The methodological quality of existing clinical practice guidelines were evaluated using a rigorously developed and validated instrument (see the article on the critical appraisal of lung cancer guidelines in this supplement).1
An initial review of published syntheses permitted the executive committee to select topics for new evidence reviews. Five topics for which existing syntheses were inadequate were selected for new evidence reviews conducted by the Duke Center for Clinical Health Policy Research. These topics included prevention, screening, diagnosis, and staging (invasive and noninvasive). The methods for these reviews are described in separate articles in this supplement. For other topics, identified guidelines, meta-analyses, and systematic reviews were made available to the writing committees described below.
Guideline Development
The guideline development panel was composed of members and nonmembers of the ACCP who were known to have expertise in various areas of lung cancer management and care, representing multiple specialties, and 13 national and international medical associations (Table 1
), including the Alliance for Lung Cancer Advocacy, Support, and Education (a patient support group) and the Oncology Nurses Society. The specialties included pulmonary/respiratory medicine, critical care, medical oncology, thoracic surgery, radiation oncology, epidemiology, law, and medical ethics. The panel was led by an executive committee including the chair (MA) and vice chair (GC), the leader of the methodology support group (DM), the ACCP project manager (SL), and the vice-president for Health and Science Policy (SP). The executive committee directed the guideline development process, methodological issues, panel composition, structure of the final document, and activities of the topic-specific writing committees.
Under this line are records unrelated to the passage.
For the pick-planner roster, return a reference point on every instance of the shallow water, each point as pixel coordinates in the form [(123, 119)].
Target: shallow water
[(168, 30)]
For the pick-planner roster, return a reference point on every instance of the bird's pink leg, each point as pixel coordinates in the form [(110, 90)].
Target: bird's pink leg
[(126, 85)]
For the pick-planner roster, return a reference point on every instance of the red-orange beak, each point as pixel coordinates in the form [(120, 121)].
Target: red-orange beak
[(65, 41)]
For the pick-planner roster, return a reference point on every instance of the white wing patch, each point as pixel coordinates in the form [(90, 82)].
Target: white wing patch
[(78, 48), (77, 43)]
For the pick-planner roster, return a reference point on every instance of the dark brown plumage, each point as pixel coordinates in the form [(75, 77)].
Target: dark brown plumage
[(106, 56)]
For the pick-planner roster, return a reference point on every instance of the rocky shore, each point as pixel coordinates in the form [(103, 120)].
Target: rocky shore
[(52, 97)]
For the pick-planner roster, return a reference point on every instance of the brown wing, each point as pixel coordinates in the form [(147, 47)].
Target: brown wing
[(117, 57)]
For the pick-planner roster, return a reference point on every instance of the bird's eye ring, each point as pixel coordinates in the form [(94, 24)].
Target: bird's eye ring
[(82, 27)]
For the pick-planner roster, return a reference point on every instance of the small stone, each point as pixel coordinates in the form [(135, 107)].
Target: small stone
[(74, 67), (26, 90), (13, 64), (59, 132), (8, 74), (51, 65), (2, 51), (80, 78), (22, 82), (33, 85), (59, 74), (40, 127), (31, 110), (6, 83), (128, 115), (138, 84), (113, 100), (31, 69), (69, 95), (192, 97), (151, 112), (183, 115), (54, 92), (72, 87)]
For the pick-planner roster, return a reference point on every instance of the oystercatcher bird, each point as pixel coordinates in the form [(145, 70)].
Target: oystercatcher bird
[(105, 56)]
Each writing committee was led by a member of the expert panel who agreed to review evidence and develop guidelines on 1 or more of the 20 topics listed earlier. The lead editor for each writing committee nominated individuals to assist with evidence review and guideline development, with the goal of including expertise from all relevant disciplines. Nominations for writing committee membership were reviewed and approved by the executive committee.
Funding for both the evidence reviews and guideline development was provided through an unrestricted educational grant from Bristol-Myers Squibb, which had no other role in the evidence review or guideline development process or content. Information about potential conflicts of interest were collected from each member of the expert panel or writing committee at the time of their nomination in accordance with the policy of the ACCP. Information on conflicts of interest for each panelist is listed in the guideline.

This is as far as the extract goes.